The General Court of the European Union upholds action brought by cities: annuls in part the European Commission’s regulation setting excessively high NOx emission limits tests introduced following Dieselgate scandal

The General Court of the European Union today found in favor of a legal case brought by the cities of Paris, Madrid and Brussels to challenge vehicle emissions regulations set by the European Commission and agreed by national governments. The court found that the Commission did not have the power to amend emission limits for the new real driving emission tests, introduced following the Dieselgate scandal.

For too long car manufacturers and industrial lobbies have been able to dictate the rules that regulate some of their most polluting products. Today, the General Court of the European Union backed our argument that this is a betrayal of the people of Europe.

Anne Hidalgo, Mayor of Paris and Chair of C40

Regulation 2016/646, introduced in the wake of the “Dieselgate” scandal, mandates the maximum acceptable NOx emissions from diesel-engine vehicles during real driving emissions (RDE) tests. Rather than enforcing the 80 mg/km NOx emission limits agreed by the European Parliament in 2007, the European Commission, under intense lobbying from the auto-manufacturing industry, granted manufacturers time to gradually adapt to the new RDE rules.

“From September 2017 for new models and from September 2019 for new vehicles, NOx emissions can legally exceed the 80 mg/km limit by up to 110%. From January 2020 for new models and from January 2021 for new vehicles, NOx emissions can still legally exceed the 80 mg/km limit by up to 50%.” says the regulation.

The European Commission now has 12 months to amend the legislation in order to bring into compliance with today’s ruling.

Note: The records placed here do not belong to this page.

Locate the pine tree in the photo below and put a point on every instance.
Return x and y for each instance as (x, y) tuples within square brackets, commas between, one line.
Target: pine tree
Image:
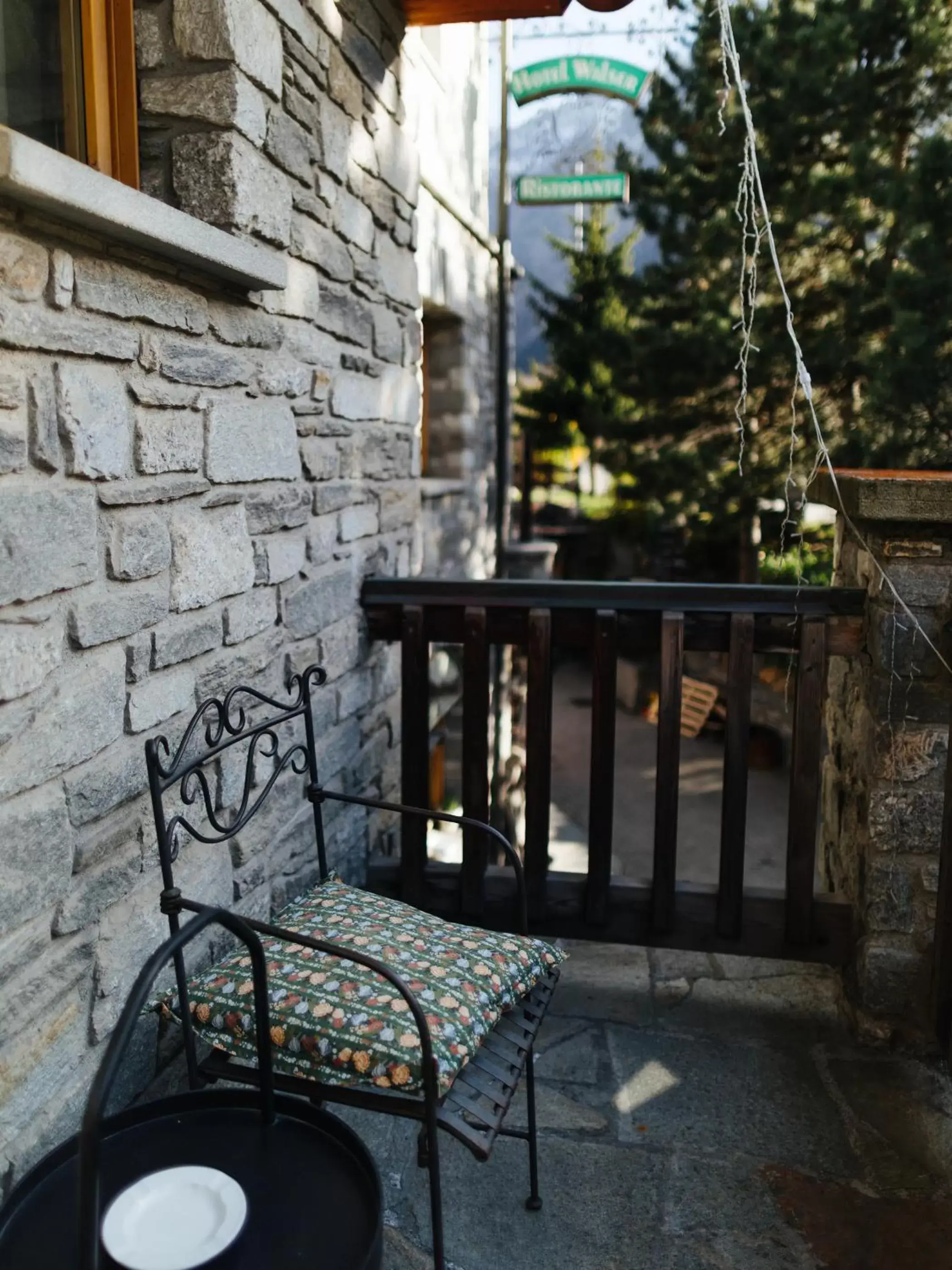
[(588, 334), (852, 101)]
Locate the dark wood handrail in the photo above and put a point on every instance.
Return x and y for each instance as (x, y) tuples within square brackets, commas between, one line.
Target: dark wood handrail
[(607, 620), (685, 597)]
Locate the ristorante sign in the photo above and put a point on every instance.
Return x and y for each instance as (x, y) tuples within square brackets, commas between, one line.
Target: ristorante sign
[(610, 187), (579, 75)]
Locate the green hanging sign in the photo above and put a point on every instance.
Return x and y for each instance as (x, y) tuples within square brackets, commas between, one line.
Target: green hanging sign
[(579, 75), (594, 187)]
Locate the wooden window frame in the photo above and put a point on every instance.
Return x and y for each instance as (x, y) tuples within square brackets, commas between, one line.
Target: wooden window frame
[(99, 86)]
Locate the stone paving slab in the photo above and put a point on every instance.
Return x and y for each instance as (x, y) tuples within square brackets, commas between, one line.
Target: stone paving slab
[(730, 1129)]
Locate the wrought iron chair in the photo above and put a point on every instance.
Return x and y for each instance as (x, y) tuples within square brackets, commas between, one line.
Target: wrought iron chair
[(475, 1107)]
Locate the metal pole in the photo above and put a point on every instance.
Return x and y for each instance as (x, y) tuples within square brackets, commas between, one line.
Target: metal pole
[(499, 681), (579, 214), (503, 315), (527, 474)]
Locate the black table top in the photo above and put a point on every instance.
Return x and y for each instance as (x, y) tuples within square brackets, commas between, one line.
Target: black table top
[(313, 1189)]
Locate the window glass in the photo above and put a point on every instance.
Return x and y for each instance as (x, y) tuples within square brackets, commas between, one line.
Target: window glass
[(34, 96)]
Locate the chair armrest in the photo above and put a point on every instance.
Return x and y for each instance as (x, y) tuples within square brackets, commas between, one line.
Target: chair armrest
[(318, 794)]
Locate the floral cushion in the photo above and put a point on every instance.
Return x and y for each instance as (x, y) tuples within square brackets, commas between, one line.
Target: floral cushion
[(343, 1024)]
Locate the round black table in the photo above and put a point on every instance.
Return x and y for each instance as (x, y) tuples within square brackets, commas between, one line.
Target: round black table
[(313, 1189), (314, 1196)]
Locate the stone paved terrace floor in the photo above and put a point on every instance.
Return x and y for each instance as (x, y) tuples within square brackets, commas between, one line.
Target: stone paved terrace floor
[(696, 1114)]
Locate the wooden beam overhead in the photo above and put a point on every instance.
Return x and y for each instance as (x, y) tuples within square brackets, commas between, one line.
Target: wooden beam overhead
[(436, 13)]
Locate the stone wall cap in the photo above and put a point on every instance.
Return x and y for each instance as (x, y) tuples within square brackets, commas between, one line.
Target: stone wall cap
[(539, 548), (438, 487), (40, 177), (888, 496)]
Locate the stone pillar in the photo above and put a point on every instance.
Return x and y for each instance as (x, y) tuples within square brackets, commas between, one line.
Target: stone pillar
[(531, 561), (888, 721)]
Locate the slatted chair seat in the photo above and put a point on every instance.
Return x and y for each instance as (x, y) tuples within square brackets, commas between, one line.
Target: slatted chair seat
[(356, 1010)]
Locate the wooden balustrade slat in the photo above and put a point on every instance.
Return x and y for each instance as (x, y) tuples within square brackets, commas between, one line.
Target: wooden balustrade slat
[(734, 798), (605, 679), (476, 708), (414, 753), (942, 964), (805, 779), (539, 757), (668, 772)]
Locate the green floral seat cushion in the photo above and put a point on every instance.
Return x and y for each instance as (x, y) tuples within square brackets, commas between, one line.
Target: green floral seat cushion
[(340, 1023)]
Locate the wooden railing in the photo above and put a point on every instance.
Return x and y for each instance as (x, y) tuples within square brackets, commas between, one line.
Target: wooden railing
[(634, 620)]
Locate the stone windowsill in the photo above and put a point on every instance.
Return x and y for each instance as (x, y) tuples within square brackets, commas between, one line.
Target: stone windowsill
[(42, 178), (438, 487)]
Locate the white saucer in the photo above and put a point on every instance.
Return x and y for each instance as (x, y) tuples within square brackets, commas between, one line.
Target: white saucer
[(175, 1220)]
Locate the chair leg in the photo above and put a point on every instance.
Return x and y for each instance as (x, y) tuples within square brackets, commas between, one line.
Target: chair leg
[(429, 1151), (535, 1202)]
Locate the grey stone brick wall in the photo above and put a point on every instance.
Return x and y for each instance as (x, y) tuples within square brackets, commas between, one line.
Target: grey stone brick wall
[(194, 484), (888, 722)]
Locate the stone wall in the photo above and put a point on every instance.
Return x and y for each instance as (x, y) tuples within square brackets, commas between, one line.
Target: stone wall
[(194, 484), (888, 726), (457, 274)]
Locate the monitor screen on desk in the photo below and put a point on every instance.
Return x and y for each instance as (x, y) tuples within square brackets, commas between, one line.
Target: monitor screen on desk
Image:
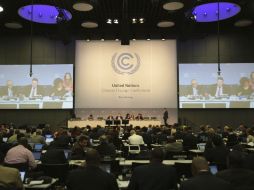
[(50, 87), (200, 86)]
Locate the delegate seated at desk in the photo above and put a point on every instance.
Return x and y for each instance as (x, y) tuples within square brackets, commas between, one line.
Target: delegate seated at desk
[(9, 90), (219, 89), (244, 88), (194, 89), (58, 89), (33, 90)]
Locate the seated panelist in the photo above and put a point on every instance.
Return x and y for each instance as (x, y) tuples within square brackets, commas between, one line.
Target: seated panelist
[(8, 90), (58, 89), (34, 90)]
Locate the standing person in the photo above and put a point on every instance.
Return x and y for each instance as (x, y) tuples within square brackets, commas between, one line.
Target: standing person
[(165, 117)]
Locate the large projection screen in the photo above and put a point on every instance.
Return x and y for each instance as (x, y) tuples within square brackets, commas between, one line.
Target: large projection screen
[(49, 87), (200, 86), (141, 75)]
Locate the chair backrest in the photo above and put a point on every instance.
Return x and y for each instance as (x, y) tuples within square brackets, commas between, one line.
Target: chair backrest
[(19, 166), (183, 169), (56, 170)]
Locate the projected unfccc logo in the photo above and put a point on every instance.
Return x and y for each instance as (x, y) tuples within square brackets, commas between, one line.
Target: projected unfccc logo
[(125, 63)]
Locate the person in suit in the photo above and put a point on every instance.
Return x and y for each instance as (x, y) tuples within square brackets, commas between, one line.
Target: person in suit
[(236, 175), (91, 176), (165, 117), (244, 88), (34, 90), (9, 90), (58, 89), (219, 89), (203, 179), (10, 177), (194, 89), (155, 175)]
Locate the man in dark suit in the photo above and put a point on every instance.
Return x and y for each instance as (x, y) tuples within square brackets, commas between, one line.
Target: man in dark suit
[(154, 176), (219, 89), (194, 89), (8, 90), (203, 179), (165, 117), (236, 175), (34, 90), (91, 176)]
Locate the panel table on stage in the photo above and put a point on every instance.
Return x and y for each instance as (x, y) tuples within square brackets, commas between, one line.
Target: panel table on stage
[(94, 123), (40, 103), (230, 102)]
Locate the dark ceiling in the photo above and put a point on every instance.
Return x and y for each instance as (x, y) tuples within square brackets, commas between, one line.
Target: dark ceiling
[(151, 10)]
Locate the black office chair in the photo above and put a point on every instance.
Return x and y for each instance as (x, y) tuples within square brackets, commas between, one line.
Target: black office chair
[(183, 170), (19, 166), (59, 171)]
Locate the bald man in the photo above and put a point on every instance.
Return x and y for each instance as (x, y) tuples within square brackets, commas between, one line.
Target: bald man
[(203, 179)]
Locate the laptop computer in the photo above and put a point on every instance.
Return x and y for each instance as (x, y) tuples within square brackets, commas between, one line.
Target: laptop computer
[(134, 149), (37, 155), (49, 140), (5, 139), (213, 169), (22, 175), (67, 154), (201, 147), (38, 147)]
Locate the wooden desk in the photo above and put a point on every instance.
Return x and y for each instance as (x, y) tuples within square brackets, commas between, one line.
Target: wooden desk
[(166, 162), (94, 123), (41, 186)]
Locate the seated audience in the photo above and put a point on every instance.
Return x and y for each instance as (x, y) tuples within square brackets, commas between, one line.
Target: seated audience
[(79, 148), (154, 176), (216, 152), (105, 148), (189, 140), (20, 154), (54, 156), (135, 139), (37, 138), (9, 177), (236, 175), (173, 146), (91, 176), (203, 179)]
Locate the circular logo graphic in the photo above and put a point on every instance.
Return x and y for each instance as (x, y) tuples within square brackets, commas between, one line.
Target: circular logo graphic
[(125, 63)]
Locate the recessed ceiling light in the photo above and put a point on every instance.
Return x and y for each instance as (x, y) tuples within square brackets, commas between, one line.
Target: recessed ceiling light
[(243, 23), (141, 20), (165, 24), (109, 21), (115, 21), (173, 5), (13, 25), (89, 24), (82, 6)]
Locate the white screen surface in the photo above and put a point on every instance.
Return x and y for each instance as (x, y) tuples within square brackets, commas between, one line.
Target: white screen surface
[(47, 88), (141, 75), (201, 87)]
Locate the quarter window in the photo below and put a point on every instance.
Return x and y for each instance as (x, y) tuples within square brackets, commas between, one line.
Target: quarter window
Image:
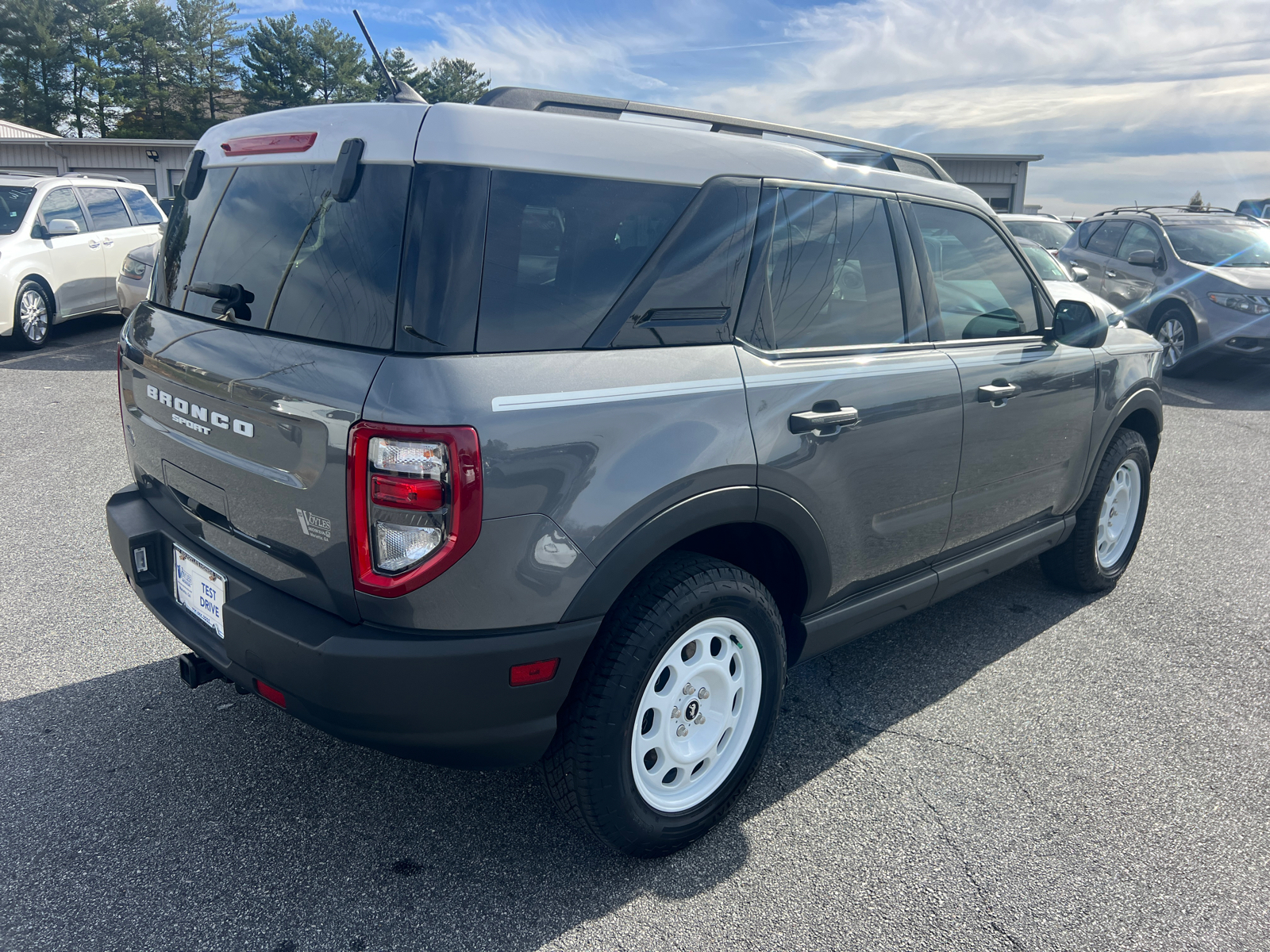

Jeremie Assous, the lawyer representing Paris, Brussels and Madrid, successfully argued that these emissions limits are what Mayor of Paris, Anne Hidalgo has called “a licence to pollute” and a regression of existing European Environmental law designed to protect public health and improve air quality. The Regulation was described as a “betrayal of the Paris Agreement” for its failure to transition to clean vehicles needed to curb climate change.

In their ruling, judges also noted that “an action for annulment brought by a person other than a Member State or an EU institution against a regulatory act is admissible.”

Reflecting the growing authority of cities as defenders of public health and climate action, the ruling sets a new legal precedent that local authorities can challenge the European Commission in court for their failure to improve the air quality in cities and communities across the EU.

“The General Court concludes that the Commission had no power to amend those limits for the RDE tests by applying correction coefficients. It further holds that even if it had to be accepted that technical constraints may justify a certain adjustment, a difference such as that stemming from the contested regulation means that it is impossible to know whether the Euro 6 standard is complied with during those tests. The General Court makes clear that the lack of competence on the part of the Commission established necessarily implies an infringement of Regulation No 715/2007.” says the General Court press release.

Cities are now empowered, and industrial lobbies must now know that cities have the political capacity and legal authority to stop the future we don’t want. Citizens deserve a liveable, healthy and sustainable future, and this decision, will allow mayors to build trust and foster action for tomorrow.